There's something about the forced cheerfulness of Christmas that makes it ripe for ironically dark humor, or even horror.  Krampus is such an anti-holiday movie, using almost iconic holiday images and creatures for social commentary -- and to bring on the scares.

It's a miserable holiday for one family in suburbia.  Tom (Adam Scott) would rather work and drink than get in the holiday spirit.  His wife Sarah (Toni Collette) stresses over the perfect holiday dinner, and their teenage daughter Beth (Stefania LaVie Owen) would rather be hanging out with her boyfriend, a few blocks away, than with her family.  Grandma Omi (Krista Sadler) is largely overlooked, leaving her to talk to herself in German.  Only young Max (Emjay Anthony) still has the Christmas spirit, working on his letter to Santa.
 Then the relatives arrive.  Linda (Allison Tolman) arrives, bringing her redneck husband Howard (David Koechner), three obnoxious young kids, a new baby, a bulldog, and the relentlessly insulting Aunt Dorothy (Conchata Ferrell).  After all the bickering, insults, and fighting, Max tearfully tears up his letter and throws it outside.

The town is immediately hit with a storm and blizzard that knocks out all power and communication.  The next morning, the streets are deserted and creepy snowmen are in front of every house.  Soon the family members start seeing weird things and begin getting picked off one by one; and a large horned figure with a sack wrapped in chains is leaping from roof to roof...

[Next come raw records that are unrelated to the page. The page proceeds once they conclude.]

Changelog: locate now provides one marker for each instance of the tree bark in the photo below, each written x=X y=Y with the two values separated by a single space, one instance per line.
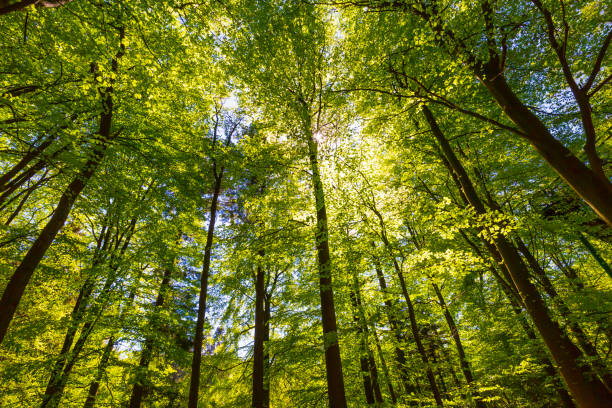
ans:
x=594 y=190
x=333 y=363
x=199 y=335
x=588 y=391
x=147 y=351
x=258 y=398
x=19 y=280
x=465 y=366
x=385 y=369
x=391 y=311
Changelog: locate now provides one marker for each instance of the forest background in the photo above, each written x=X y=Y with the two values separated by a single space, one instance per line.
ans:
x=274 y=203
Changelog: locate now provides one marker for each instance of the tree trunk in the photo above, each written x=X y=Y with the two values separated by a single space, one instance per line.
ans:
x=18 y=282
x=588 y=391
x=411 y=315
x=258 y=399
x=6 y=7
x=199 y=335
x=465 y=366
x=363 y=353
x=147 y=350
x=333 y=363
x=594 y=190
x=589 y=349
x=385 y=369
x=391 y=311
x=95 y=384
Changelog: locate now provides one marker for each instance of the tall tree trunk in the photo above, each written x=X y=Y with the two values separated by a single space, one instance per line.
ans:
x=333 y=363
x=583 y=341
x=7 y=7
x=593 y=189
x=194 y=385
x=266 y=340
x=95 y=384
x=411 y=313
x=391 y=311
x=366 y=335
x=602 y=262
x=147 y=351
x=363 y=353
x=588 y=391
x=465 y=366
x=517 y=307
x=258 y=398
x=104 y=360
x=385 y=369
x=67 y=360
x=19 y=280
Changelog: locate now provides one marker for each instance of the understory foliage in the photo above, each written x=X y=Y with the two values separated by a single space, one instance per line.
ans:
x=269 y=203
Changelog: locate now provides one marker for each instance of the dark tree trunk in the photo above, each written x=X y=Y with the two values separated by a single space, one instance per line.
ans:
x=366 y=334
x=266 y=339
x=584 y=342
x=363 y=353
x=59 y=377
x=517 y=306
x=258 y=398
x=465 y=366
x=593 y=189
x=587 y=390
x=391 y=311
x=6 y=7
x=333 y=363
x=147 y=350
x=411 y=314
x=18 y=282
x=385 y=369
x=194 y=385
x=95 y=384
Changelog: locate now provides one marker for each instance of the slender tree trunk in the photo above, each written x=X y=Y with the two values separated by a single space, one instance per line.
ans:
x=366 y=334
x=266 y=356
x=385 y=369
x=517 y=306
x=59 y=379
x=194 y=385
x=7 y=7
x=147 y=350
x=333 y=363
x=104 y=360
x=465 y=366
x=602 y=262
x=593 y=189
x=587 y=390
x=258 y=398
x=391 y=311
x=363 y=354
x=95 y=384
x=411 y=314
x=18 y=282
x=583 y=341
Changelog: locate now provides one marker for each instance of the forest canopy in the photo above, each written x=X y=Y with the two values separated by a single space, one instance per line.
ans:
x=305 y=203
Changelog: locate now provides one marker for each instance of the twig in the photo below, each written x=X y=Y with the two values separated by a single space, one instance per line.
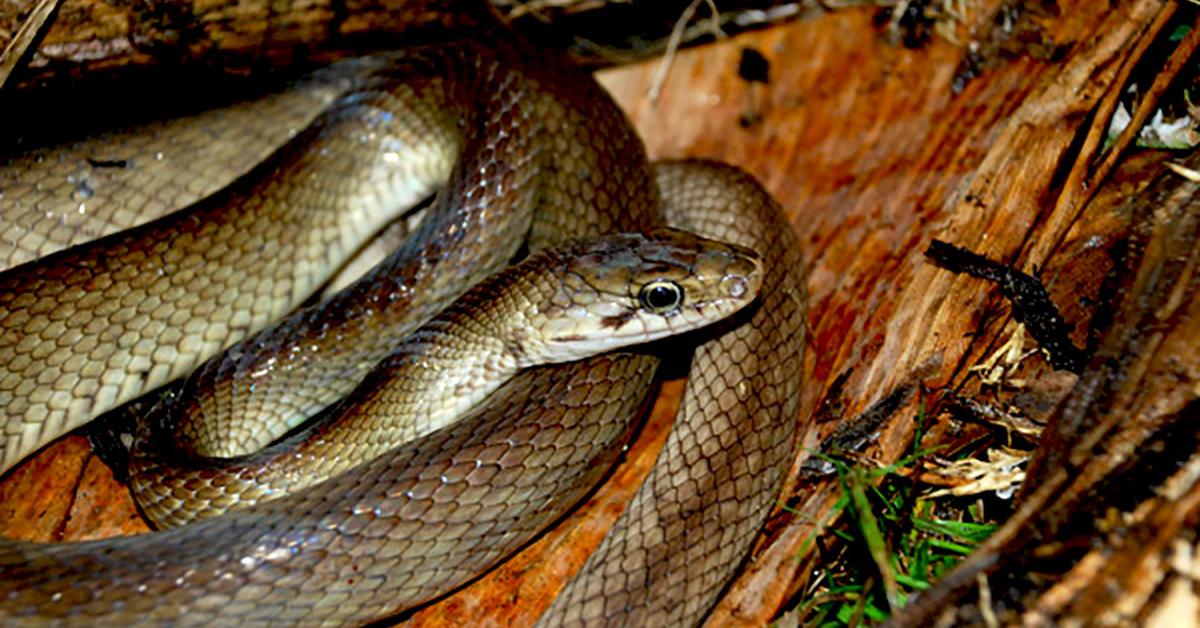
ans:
x=25 y=36
x=660 y=73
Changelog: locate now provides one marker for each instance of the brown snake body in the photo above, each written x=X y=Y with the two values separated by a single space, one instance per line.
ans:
x=431 y=514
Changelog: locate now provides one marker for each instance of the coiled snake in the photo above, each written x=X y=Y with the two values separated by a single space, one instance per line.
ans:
x=523 y=142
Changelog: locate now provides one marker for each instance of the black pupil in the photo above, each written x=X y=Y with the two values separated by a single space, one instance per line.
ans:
x=661 y=295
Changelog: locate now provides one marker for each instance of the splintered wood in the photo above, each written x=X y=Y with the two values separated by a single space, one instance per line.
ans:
x=874 y=150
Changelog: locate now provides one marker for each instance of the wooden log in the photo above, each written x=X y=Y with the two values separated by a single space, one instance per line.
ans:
x=875 y=149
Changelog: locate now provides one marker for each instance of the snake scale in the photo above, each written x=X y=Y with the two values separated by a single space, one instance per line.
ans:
x=424 y=518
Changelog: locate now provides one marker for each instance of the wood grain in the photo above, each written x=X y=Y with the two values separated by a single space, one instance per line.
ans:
x=873 y=154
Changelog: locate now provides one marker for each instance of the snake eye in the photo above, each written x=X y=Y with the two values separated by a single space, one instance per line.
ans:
x=660 y=297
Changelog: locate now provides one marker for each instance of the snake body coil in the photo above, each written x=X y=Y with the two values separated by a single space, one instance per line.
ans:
x=433 y=513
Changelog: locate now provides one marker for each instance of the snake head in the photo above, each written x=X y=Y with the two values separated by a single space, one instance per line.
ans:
x=624 y=289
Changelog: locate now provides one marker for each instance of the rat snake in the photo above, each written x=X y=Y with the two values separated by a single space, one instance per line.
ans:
x=523 y=142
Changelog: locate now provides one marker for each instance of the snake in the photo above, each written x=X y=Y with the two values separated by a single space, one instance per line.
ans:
x=431 y=514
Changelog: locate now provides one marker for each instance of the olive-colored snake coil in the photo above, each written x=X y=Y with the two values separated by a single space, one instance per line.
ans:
x=523 y=142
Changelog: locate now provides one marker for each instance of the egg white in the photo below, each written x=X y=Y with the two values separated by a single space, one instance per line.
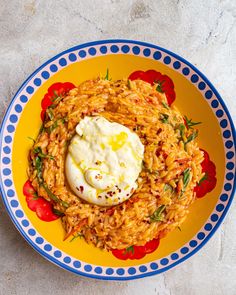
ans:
x=104 y=161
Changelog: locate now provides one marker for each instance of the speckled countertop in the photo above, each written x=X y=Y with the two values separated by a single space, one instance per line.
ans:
x=204 y=32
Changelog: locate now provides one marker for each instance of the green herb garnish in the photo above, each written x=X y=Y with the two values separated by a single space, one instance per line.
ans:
x=191 y=137
x=40 y=154
x=190 y=123
x=54 y=197
x=129 y=84
x=39 y=167
x=157 y=216
x=203 y=178
x=159 y=87
x=78 y=235
x=182 y=130
x=50 y=114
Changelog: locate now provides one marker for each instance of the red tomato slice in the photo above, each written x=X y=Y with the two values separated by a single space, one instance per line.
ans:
x=42 y=114
x=170 y=96
x=206 y=155
x=138 y=75
x=46 y=102
x=205 y=187
x=151 y=246
x=28 y=189
x=42 y=207
x=68 y=86
x=44 y=211
x=122 y=254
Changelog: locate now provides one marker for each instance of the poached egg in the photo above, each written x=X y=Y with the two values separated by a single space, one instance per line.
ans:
x=104 y=161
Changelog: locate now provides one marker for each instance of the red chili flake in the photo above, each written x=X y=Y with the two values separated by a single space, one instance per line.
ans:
x=81 y=188
x=42 y=207
x=54 y=91
x=164 y=83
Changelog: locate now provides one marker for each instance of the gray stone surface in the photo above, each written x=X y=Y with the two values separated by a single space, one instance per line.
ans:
x=204 y=32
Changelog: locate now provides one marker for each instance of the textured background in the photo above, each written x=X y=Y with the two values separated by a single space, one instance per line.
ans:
x=204 y=32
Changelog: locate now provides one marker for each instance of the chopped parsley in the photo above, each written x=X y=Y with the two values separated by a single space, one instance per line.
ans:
x=186 y=179
x=40 y=154
x=203 y=178
x=31 y=139
x=191 y=137
x=129 y=249
x=78 y=235
x=57 y=212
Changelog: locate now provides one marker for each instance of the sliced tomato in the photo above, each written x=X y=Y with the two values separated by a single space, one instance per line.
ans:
x=46 y=102
x=206 y=155
x=151 y=246
x=28 y=189
x=209 y=181
x=56 y=89
x=170 y=96
x=138 y=75
x=44 y=211
x=68 y=86
x=42 y=207
x=153 y=76
x=122 y=254
x=139 y=252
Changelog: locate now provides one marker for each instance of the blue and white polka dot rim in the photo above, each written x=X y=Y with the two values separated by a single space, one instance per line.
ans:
x=91 y=50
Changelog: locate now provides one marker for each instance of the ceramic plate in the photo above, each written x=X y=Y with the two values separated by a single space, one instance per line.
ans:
x=196 y=97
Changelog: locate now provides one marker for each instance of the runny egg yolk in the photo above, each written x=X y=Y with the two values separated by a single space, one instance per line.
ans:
x=104 y=161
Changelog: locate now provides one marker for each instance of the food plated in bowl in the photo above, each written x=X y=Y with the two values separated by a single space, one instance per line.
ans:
x=119 y=160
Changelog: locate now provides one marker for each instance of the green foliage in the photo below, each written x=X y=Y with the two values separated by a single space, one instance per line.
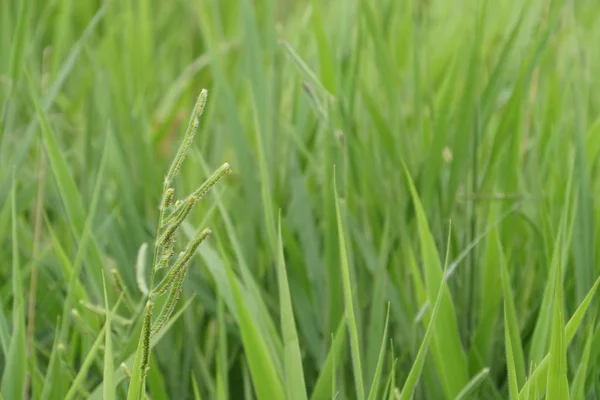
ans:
x=366 y=126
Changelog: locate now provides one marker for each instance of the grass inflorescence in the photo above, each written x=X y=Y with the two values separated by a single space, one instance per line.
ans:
x=172 y=216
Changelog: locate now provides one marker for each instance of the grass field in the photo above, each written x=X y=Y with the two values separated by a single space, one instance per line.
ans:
x=410 y=211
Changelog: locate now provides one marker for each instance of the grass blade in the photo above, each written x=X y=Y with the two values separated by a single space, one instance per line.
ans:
x=13 y=377
x=349 y=307
x=294 y=374
x=377 y=376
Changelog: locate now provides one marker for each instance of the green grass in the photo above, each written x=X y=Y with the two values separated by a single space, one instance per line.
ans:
x=357 y=133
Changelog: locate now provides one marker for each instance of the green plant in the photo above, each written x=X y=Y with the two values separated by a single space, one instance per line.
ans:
x=172 y=215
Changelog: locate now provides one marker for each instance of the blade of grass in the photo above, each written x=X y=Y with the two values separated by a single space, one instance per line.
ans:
x=473 y=385
x=538 y=376
x=513 y=385
x=517 y=357
x=323 y=388
x=262 y=368
x=557 y=387
x=377 y=376
x=13 y=376
x=108 y=375
x=294 y=374
x=447 y=350
x=348 y=301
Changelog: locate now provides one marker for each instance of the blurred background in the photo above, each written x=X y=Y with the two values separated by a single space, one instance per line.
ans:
x=492 y=107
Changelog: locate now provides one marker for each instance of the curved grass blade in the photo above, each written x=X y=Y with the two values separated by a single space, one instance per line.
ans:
x=447 y=350
x=13 y=377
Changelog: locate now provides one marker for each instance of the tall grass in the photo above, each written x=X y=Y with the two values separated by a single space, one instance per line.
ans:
x=356 y=131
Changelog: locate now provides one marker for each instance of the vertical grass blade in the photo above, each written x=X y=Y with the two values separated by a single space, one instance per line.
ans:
x=412 y=379
x=13 y=377
x=108 y=375
x=513 y=385
x=447 y=351
x=377 y=377
x=292 y=359
x=326 y=380
x=348 y=302
x=557 y=385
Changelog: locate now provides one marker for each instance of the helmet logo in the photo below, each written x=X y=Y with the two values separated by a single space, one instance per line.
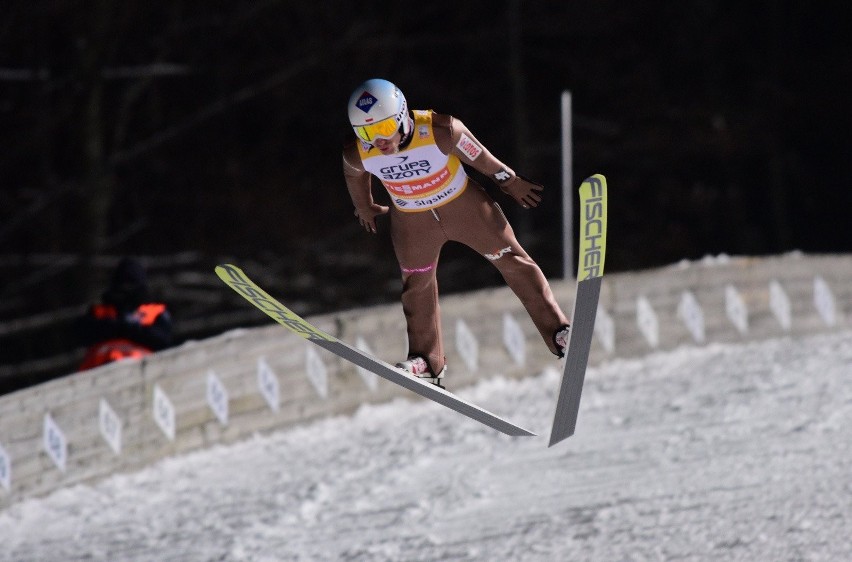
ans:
x=366 y=102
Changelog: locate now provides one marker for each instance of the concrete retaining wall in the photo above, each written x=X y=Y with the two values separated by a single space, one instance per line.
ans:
x=124 y=416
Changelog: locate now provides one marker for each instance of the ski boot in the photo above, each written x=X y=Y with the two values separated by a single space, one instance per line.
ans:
x=560 y=339
x=418 y=367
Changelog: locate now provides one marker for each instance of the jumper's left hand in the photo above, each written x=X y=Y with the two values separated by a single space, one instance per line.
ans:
x=524 y=191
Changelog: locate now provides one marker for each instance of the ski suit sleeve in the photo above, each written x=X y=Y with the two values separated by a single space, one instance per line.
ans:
x=464 y=144
x=358 y=182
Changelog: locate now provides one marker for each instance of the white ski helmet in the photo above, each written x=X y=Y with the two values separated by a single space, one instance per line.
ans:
x=377 y=109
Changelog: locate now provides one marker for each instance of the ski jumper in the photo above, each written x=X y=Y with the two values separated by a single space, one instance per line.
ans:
x=434 y=201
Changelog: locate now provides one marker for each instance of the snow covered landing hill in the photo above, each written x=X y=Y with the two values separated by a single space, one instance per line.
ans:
x=724 y=452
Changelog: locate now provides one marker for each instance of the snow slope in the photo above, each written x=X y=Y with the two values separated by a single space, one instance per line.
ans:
x=725 y=452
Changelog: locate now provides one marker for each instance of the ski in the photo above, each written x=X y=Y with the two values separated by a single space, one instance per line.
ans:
x=590 y=268
x=235 y=278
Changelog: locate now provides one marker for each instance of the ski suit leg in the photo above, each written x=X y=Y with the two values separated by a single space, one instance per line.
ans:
x=476 y=220
x=417 y=240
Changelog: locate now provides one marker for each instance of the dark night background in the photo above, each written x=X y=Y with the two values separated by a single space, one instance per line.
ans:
x=193 y=132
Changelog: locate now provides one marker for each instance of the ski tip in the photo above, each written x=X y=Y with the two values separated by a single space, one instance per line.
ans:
x=556 y=438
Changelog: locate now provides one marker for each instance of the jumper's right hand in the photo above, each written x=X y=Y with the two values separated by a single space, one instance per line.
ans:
x=367 y=216
x=526 y=192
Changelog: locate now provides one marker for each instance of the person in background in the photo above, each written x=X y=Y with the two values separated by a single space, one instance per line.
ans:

Krampus has some innovative creatures and pedestrian plotting.   There are horrific versions of familiar Christmas classics, from Krampus as a dark version of Santa Claus to elves with swords and wooden masks, a killer angel, and those horrific jack-in-the-boxes that contain nasty surprises.  But while the large cast means characters can get abducted almost at random -- no "the nice characters and main stars are around until the end" here -- the acting is pretty mediocre.  Furthermore, the commentary is heavy-handed, both in the message (be nice, or bad things will happen) and execution.  (How many times do we have to have cheerful Christmas music played ironically over the very bad things happening?)  It's nice to have a movie that's not relentless holiday schmaltz for the holiday, but Krampus is mediocre horror.